- The Washington Times - Wednesday, July 24, 2013

Ohio doesn’t recognize gay marriage, but a federal judge ordered this week that it must in the case of a dying man who married his partner in Maryland, where the unions are legal, and list the couple on the official state death certificate.

U.S. District Judge Timothy Black issued a temporary restraining order on Monday against Ohio’s 2004 law that bans recognition of gay marriages from other states, the Los Angeles Times reported.

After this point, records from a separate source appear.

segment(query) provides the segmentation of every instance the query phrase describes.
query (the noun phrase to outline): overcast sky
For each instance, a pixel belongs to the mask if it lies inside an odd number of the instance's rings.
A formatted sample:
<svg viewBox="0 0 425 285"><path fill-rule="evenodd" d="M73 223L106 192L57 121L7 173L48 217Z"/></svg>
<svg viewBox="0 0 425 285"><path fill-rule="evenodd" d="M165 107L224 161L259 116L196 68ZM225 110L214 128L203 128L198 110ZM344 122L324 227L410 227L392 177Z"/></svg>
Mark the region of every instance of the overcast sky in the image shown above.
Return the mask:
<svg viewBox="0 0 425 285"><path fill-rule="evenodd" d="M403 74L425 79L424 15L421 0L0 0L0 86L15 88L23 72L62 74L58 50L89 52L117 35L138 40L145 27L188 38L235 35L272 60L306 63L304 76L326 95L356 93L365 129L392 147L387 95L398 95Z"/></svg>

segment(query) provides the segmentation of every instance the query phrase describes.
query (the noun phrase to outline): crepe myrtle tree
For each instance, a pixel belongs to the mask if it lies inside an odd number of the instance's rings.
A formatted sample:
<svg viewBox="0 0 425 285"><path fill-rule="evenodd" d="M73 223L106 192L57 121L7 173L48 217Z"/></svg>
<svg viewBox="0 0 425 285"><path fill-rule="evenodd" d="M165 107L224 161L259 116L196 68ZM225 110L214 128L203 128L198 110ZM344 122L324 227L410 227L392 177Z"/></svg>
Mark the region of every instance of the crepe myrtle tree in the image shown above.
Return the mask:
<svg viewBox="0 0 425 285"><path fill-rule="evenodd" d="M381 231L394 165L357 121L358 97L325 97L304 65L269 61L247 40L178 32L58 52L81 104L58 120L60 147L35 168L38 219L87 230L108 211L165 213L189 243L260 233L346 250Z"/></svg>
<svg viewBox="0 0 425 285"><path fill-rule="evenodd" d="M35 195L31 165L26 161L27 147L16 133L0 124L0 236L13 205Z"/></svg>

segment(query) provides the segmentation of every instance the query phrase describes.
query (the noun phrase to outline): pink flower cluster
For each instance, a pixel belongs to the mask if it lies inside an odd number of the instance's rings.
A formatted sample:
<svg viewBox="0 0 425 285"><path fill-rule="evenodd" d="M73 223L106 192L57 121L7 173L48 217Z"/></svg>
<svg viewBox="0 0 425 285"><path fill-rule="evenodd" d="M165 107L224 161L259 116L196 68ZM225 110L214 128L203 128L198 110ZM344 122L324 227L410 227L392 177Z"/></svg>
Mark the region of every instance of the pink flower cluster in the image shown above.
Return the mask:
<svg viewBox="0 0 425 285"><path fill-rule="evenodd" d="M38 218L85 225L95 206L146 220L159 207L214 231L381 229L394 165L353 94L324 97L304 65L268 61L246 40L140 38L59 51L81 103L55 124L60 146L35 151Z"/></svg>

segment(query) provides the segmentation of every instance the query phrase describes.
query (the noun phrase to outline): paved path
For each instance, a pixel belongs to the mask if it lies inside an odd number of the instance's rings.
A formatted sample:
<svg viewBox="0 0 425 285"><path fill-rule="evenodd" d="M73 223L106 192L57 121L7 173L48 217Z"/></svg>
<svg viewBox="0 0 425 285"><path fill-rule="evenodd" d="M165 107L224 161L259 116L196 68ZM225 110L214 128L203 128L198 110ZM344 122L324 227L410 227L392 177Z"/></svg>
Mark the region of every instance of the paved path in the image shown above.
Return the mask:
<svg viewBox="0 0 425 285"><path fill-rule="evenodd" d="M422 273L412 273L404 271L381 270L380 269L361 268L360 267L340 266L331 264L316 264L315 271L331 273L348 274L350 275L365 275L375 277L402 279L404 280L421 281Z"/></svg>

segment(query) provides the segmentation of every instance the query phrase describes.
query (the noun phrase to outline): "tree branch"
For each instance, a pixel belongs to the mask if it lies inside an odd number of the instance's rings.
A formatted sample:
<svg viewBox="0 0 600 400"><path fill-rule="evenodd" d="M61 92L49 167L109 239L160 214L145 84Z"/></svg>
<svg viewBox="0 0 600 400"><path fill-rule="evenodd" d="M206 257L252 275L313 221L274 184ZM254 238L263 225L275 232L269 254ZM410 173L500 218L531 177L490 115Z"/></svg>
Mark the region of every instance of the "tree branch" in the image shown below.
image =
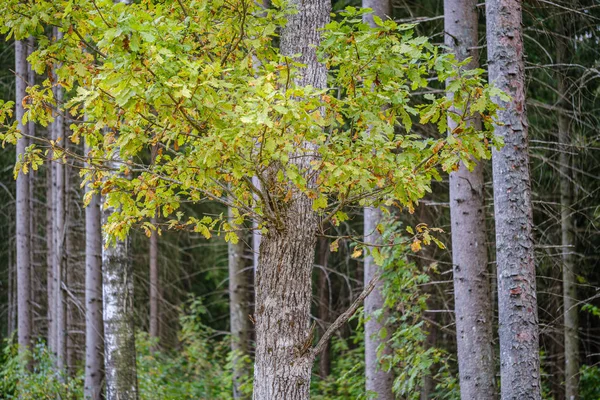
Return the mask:
<svg viewBox="0 0 600 400"><path fill-rule="evenodd" d="M367 287L365 287L365 289L362 291L360 296L358 296L356 300L354 300L354 303L352 303L350 308L348 308L339 317L337 317L333 324L331 324L329 328L327 328L325 333L323 333L323 336L321 336L321 339L319 339L317 345L313 347L312 350L310 350L310 352L308 353L308 357L310 357L310 359L314 359L320 352L322 352L325 349L325 347L327 346L327 342L329 342L329 339L331 339L335 331L340 329L342 325L344 325L350 319L350 317L354 315L356 310L358 310L358 307L360 307L360 305L367 298L367 296L373 291L380 277L380 273L375 275L373 279L371 279L371 282L369 282Z"/></svg>

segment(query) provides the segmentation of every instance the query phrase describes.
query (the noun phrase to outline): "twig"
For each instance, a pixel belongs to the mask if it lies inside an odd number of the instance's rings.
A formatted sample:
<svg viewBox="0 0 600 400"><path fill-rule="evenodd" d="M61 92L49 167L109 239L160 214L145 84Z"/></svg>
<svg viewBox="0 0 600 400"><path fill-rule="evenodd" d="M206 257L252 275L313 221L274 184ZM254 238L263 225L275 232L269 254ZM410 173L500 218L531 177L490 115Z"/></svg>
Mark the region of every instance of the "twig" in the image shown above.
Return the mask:
<svg viewBox="0 0 600 400"><path fill-rule="evenodd" d="M325 349L327 343L329 342L329 339L331 339L335 331L340 329L342 325L344 325L350 319L350 317L354 315L356 310L358 310L358 307L360 307L360 305L367 298L367 296L373 291L380 277L381 274L375 275L373 279L371 279L371 282L369 282L367 287L365 287L365 289L362 291L360 296L358 296L356 300L354 300L354 303L352 303L350 308L348 308L339 317L337 317L333 324L331 324L329 328L327 328L325 333L323 333L323 336L321 336L321 339L319 339L317 345L313 347L312 350L310 350L310 352L308 353L308 356L311 360L314 359L320 352L322 352Z"/></svg>

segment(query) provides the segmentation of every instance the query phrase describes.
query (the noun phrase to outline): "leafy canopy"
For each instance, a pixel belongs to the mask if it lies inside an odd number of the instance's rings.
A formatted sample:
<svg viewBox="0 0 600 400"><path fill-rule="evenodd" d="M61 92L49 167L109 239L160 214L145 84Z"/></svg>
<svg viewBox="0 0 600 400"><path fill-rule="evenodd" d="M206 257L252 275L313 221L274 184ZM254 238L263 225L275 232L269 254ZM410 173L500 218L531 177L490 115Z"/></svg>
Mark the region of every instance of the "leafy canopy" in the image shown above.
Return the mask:
<svg viewBox="0 0 600 400"><path fill-rule="evenodd" d="M297 85L303 65L276 46L293 10L255 3L3 2L5 33L36 36L33 68L56 71L28 89L26 119L46 125L57 112L69 115L70 140L90 147L85 180L121 209L105 227L112 235L140 223L155 229L143 221L160 210L173 228L207 238L224 230L235 241L227 222L185 217L180 203L221 201L234 207L236 223L252 217L266 230L278 227L292 191L336 224L353 203L412 210L440 168L471 165L498 144L491 98L504 94L481 70L464 70L465 62L416 37L413 25L376 18L370 28L367 11L341 12L322 31L329 87L320 90ZM49 39L49 26L64 36ZM446 80L450 97L433 94L430 86ZM57 86L65 104L55 102ZM470 124L478 116L481 131ZM457 125L451 132L448 117ZM439 137L419 134L415 123L433 124ZM19 135L13 125L2 139ZM55 158L76 157L63 151L65 140L49 143ZM23 160L41 157L33 150ZM296 162L302 157L310 163Z"/></svg>

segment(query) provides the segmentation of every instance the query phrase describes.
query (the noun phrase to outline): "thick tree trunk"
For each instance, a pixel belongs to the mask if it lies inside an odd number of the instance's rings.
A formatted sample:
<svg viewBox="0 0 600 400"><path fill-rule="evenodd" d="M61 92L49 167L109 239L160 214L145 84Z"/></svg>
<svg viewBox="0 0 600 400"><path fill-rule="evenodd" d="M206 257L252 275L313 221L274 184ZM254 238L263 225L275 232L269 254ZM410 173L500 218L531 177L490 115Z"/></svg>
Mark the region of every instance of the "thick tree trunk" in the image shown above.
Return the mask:
<svg viewBox="0 0 600 400"><path fill-rule="evenodd" d="M89 149L85 148L87 156ZM90 190L89 187L87 190ZM102 218L100 196L85 209L85 386L86 400L102 398L104 324L102 321Z"/></svg>
<svg viewBox="0 0 600 400"><path fill-rule="evenodd" d="M363 0L364 8L371 8L373 12L364 16L364 21L375 27L374 16L385 20L391 17L391 4L389 0ZM377 243L381 235L377 231L377 225L381 222L381 210L367 207L364 210L364 237L367 243ZM373 261L373 257L365 257L364 260L364 284L371 282L377 274L379 267ZM365 299L365 384L367 393L377 394L381 400L393 399L392 386L394 376L391 371L381 369L381 363L377 356L377 349L387 338L382 338L380 331L385 326L387 315L384 313L380 318L373 317L373 313L384 308L385 299L381 292L383 282L378 282L373 291ZM385 346L385 345L384 345ZM384 347L382 355L389 354L389 346Z"/></svg>
<svg viewBox="0 0 600 400"><path fill-rule="evenodd" d="M229 212L229 223L234 229L239 227L233 223L233 214ZM231 325L231 351L233 352L233 398L244 396L240 392L240 384L248 375L247 364L240 360L248 354L250 340L250 314L248 310L248 279L244 262L244 238L237 243L228 243L229 253L229 319Z"/></svg>
<svg viewBox="0 0 600 400"><path fill-rule="evenodd" d="M118 165L114 165L118 168ZM103 201L104 203L104 201ZM103 204L102 222L119 210ZM104 366L106 400L137 400L133 267L129 239L102 244Z"/></svg>
<svg viewBox="0 0 600 400"><path fill-rule="evenodd" d="M315 46L320 29L329 21L328 0L293 0L298 13L288 17L281 33L281 52L301 54L306 65L297 83L325 88L327 70L317 61ZM296 158L301 171L309 171L314 149L304 146L306 157ZM263 190L269 190L268 187ZM304 357L312 344L309 331L311 275L318 220L312 200L295 189L279 215L281 227L269 226L260 245L256 275L256 361L254 399L308 399L313 360Z"/></svg>
<svg viewBox="0 0 600 400"><path fill-rule="evenodd" d="M516 0L487 0L489 80L511 96L498 112L493 152L498 323L503 400L541 398L533 212L525 113L522 10Z"/></svg>
<svg viewBox="0 0 600 400"><path fill-rule="evenodd" d="M16 72L16 119L18 129L27 133L23 125L23 98L26 96L27 84L27 45L25 41L15 41L15 72ZM25 152L28 139L21 137L17 141L17 161ZM29 225L29 176L19 172L17 176L17 218L16 218L16 248L17 248L17 334L22 350L31 344L31 232Z"/></svg>
<svg viewBox="0 0 600 400"><path fill-rule="evenodd" d="M156 218L152 219L152 224L156 225ZM159 338L159 285L158 280L158 232L153 231L150 236L150 337L158 340Z"/></svg>
<svg viewBox="0 0 600 400"><path fill-rule="evenodd" d="M366 243L377 244L381 241L381 234L377 230L377 225L381 222L382 212L379 208L365 208L365 226L364 236ZM364 282L367 285L377 275L379 267L373 261L373 257L365 257L365 277ZM365 299L365 383L367 392L377 393L378 399L393 399L392 386L394 376L391 371L385 371L381 368L381 363L377 355L377 349L388 338L382 338L380 331L385 327L387 313L380 318L375 318L373 314L384 308L385 298L382 293L383 282L379 281L371 294ZM389 346L384 347L382 355L391 352Z"/></svg>
<svg viewBox="0 0 600 400"><path fill-rule="evenodd" d="M560 39L557 46L557 63L564 62L566 43ZM561 73L558 77L558 93L561 96L559 105L562 109L569 109L567 99L567 83ZM579 310L577 307L577 282L575 276L575 235L573 230L572 204L573 191L571 189L571 157L569 134L569 116L565 112L558 113L558 143L559 143L559 168L560 168L560 214L562 234L562 260L563 260L563 310L565 325L565 399L579 398Z"/></svg>
<svg viewBox="0 0 600 400"><path fill-rule="evenodd" d="M472 57L468 68L479 64L476 3L444 1L446 46L459 61ZM448 118L448 125L452 130L456 123ZM461 163L459 170L450 174L454 310L463 400L496 398L484 184L481 163L472 172Z"/></svg>
<svg viewBox="0 0 600 400"><path fill-rule="evenodd" d="M263 236L256 293L254 399L308 399L312 360L309 317L317 218L311 201L298 195L283 231Z"/></svg>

He made the ruling for the case of John Arthur and Jim Obergefell, who married in Maryland earlier this month but live in Ohio. Mr. Arthur is dying from amyotrophic lateral sclerosis, also known as Lou Gehrig’s Disease, and the judge ruled that the state must list his gay marriage on his death certificate, the Los Angeles Times reported.

The attorney general criticized the judge’s order, warning that it could usurp Ohio’s law that bans gay marriage and lead to legal interpretations that open the door for the unions.

The judge, however, said his restraining order only applied to Mr. Arthur and Mr. Obergefell, and would expire Aug. 5 unless further court action ensued.

At the same time, he also hinted of sympathy for the gay couple, saying current state law does “not currently [accord them] the same dignity and recognition as similarly situated opposite-sex couples,” the Los Angeles Times reported.